Here's how we can imagine a machine does this: use triples of states $\langle p,q,r \rangle$. The machine guesses $p$ at the beginning and it doesn't change, so it remembers which one was guessed. The state $q$ is the state that the machine ends up in by guessing a prefix starting from the initial state $q_0$. The state $r$ is the state that the machine ends up in by processing $y$ and starting on $p$.

Let $L$ be recognized by a DFA $A = (Q,\Sigma,\delta,q_0,F)$. We will construct an NFA $A' = (Q',\Sigma,\delta',I',F')$, where

$Q' = Q \times Q \times Q$,
$I' = \{\langle p,q_0,p \rangle \mid p \in Q\}$,
$F' = \{\langle p,p,q \rangle \mid q \in F\}$,
$\delta'(\langle p,q,r \rangle,a) = \{ \langle p,\delta(q,b),\delta(r,a) \rangle \mid b \in \Sigma \}$.

To prove this formally we can show that $\langle p,q,r \rangle \in \delta'(I',x)$ if and only if there exists $x \in \Sigma^*$ with $|x| = |y|$ such that $\delta(q_0,x) = q$ and $\delta(p,y) = r$ by induction on $|y|$. Then we have \begin{align*} \delta'(I',y) \cap F' \neq \emptyset &\iff \exists x \in \Sigma^*, |x| = |y|, \delta(q_0,x) = p, \delta(p,y) \in F \\ &\iff \exists x \in \Sigma^*, |x| = |y|, \delta(q_0,xy) \in F \\ &\iff \exists x \in \Sigma^*, |x| = |y|, xy \in L \end{align*}

The power of nondeterminism

So now, the obvious question to ask is: does nondeterminism really give us more power? That is, can NFAs recognize languages that DFAs can't? It turns out the answer is no.

But how? We'll show that given any NFA $N$, we can construct a DFA $M$ that accepts the same language. The key observation is in examining what exactly is happening with our nondeterministic transition function. Remember that for each state and symbol, the transition function gives a set of states rather than a single state as a deterministic finite automaton.

So how many sets are there? If there are $n$ states, then there are $2^n$ possible subsets of $Q$. This is a large number which we've been trained as computer scientists to be alarmed at, but the important thing is that it is finite. This gives us a way to "simulate" the nondeterminism of an NFA using a DFA: just make each subset of $Q$ its own state!

This construction is called the subset construction and was again due to Rabin and Scott in 1959. An interesting question that one can consider is when the worst case of $2^n$ states comes up.
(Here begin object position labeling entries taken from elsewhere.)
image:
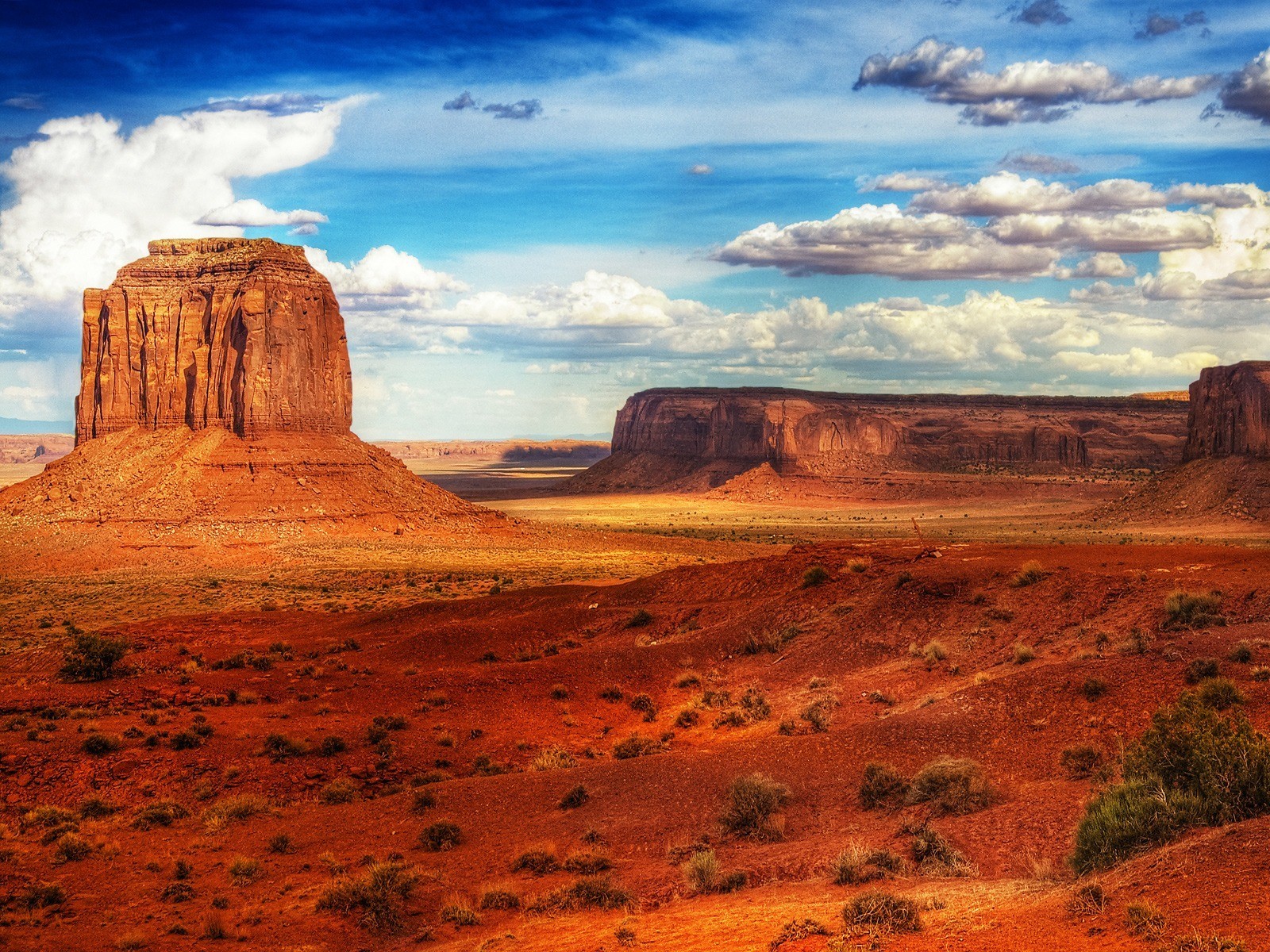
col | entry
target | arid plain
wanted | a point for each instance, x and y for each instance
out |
(781, 670)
Similar questions about the worst-case growth in the number of states of a DFA or NFA can be asked for other transformations or language operations in a line of research in automata theory called state complexity.
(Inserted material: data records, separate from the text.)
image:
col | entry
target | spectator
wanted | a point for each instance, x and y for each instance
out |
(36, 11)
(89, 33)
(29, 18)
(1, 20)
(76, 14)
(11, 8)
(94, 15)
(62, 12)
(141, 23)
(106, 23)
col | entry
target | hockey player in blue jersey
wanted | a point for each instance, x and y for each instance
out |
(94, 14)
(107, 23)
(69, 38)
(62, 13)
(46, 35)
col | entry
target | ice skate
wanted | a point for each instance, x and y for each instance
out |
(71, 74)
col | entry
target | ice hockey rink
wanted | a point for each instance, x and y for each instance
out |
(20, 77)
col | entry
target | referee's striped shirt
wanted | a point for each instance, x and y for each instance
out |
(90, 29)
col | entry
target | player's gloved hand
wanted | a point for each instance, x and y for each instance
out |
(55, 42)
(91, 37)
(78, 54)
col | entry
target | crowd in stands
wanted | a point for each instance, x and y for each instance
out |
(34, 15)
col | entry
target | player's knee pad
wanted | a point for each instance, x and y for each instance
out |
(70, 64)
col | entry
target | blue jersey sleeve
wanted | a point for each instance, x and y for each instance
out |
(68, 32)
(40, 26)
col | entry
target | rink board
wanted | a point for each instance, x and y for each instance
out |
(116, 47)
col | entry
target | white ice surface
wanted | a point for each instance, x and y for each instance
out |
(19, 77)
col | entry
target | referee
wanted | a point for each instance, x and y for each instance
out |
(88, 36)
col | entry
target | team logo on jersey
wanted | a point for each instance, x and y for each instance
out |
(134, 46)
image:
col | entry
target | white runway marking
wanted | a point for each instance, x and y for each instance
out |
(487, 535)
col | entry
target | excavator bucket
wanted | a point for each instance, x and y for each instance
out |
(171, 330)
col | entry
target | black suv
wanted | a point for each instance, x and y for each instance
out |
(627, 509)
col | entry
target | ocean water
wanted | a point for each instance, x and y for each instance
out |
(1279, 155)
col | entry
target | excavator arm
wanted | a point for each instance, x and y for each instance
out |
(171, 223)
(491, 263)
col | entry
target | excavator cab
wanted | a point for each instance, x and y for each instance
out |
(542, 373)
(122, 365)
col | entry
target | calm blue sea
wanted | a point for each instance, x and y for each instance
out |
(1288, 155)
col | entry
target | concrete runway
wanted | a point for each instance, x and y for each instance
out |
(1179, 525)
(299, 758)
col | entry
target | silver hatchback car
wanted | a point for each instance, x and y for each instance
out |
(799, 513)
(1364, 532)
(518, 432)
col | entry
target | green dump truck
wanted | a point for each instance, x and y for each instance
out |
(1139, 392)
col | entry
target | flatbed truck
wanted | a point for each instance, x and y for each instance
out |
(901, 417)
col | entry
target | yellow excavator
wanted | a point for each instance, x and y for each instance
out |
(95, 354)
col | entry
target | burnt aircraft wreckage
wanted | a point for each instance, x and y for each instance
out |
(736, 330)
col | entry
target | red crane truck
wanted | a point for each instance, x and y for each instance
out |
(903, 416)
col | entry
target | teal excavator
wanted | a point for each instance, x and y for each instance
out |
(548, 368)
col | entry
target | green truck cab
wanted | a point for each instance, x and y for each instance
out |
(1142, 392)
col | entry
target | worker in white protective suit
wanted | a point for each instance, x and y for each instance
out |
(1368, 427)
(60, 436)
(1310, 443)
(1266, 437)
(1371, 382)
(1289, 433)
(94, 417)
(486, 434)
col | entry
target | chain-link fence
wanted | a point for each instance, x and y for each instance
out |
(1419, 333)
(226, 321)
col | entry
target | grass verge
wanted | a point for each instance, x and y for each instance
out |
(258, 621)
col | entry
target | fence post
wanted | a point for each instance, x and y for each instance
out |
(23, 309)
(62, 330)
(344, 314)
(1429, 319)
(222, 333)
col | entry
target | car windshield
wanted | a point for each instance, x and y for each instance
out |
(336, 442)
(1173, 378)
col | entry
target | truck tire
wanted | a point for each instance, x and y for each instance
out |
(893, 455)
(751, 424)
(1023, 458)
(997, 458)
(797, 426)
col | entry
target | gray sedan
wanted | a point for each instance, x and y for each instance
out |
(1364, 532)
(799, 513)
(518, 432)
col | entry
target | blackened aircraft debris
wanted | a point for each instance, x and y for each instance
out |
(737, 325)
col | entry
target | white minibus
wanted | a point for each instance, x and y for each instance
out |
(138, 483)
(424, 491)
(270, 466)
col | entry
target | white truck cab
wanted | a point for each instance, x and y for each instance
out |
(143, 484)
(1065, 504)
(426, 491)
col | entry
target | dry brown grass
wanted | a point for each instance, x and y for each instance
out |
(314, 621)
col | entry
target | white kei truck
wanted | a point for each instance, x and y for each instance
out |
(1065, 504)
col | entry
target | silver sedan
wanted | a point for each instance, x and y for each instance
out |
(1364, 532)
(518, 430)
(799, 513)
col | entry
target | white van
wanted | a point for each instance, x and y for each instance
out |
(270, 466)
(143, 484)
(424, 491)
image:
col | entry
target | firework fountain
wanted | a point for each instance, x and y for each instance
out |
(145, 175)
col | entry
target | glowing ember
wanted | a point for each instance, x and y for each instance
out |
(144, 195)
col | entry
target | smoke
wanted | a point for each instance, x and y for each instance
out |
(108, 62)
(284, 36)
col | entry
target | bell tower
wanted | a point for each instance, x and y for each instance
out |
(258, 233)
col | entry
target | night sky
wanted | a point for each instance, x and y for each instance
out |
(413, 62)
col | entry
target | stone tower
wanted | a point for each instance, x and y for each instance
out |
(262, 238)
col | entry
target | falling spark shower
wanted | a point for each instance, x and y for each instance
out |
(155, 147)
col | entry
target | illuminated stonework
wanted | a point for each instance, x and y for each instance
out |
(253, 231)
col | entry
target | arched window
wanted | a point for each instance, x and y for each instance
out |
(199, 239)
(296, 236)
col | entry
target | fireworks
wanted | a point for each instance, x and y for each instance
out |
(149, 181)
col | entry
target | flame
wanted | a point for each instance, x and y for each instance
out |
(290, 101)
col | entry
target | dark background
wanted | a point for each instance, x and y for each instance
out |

For instance, recall our NFA for $L \frac 1 2$. Since the states of our NFA is the set of 3-tuples of states of our original machine, if we started with an $n$-state DFA, we'd construct an NFA that has $n^3$ states. Taking the subset construction of this means that we could end up with $2^{n^3}$ states in an equivalent DFA. It turns out if you come up with a clever enough construction, Mike Domaratzki showed in 2001 that a DFA recognizing $L \frac 1 2$ only requires at most $n e^{\Theta(\sqrt{n \log n})}$ states.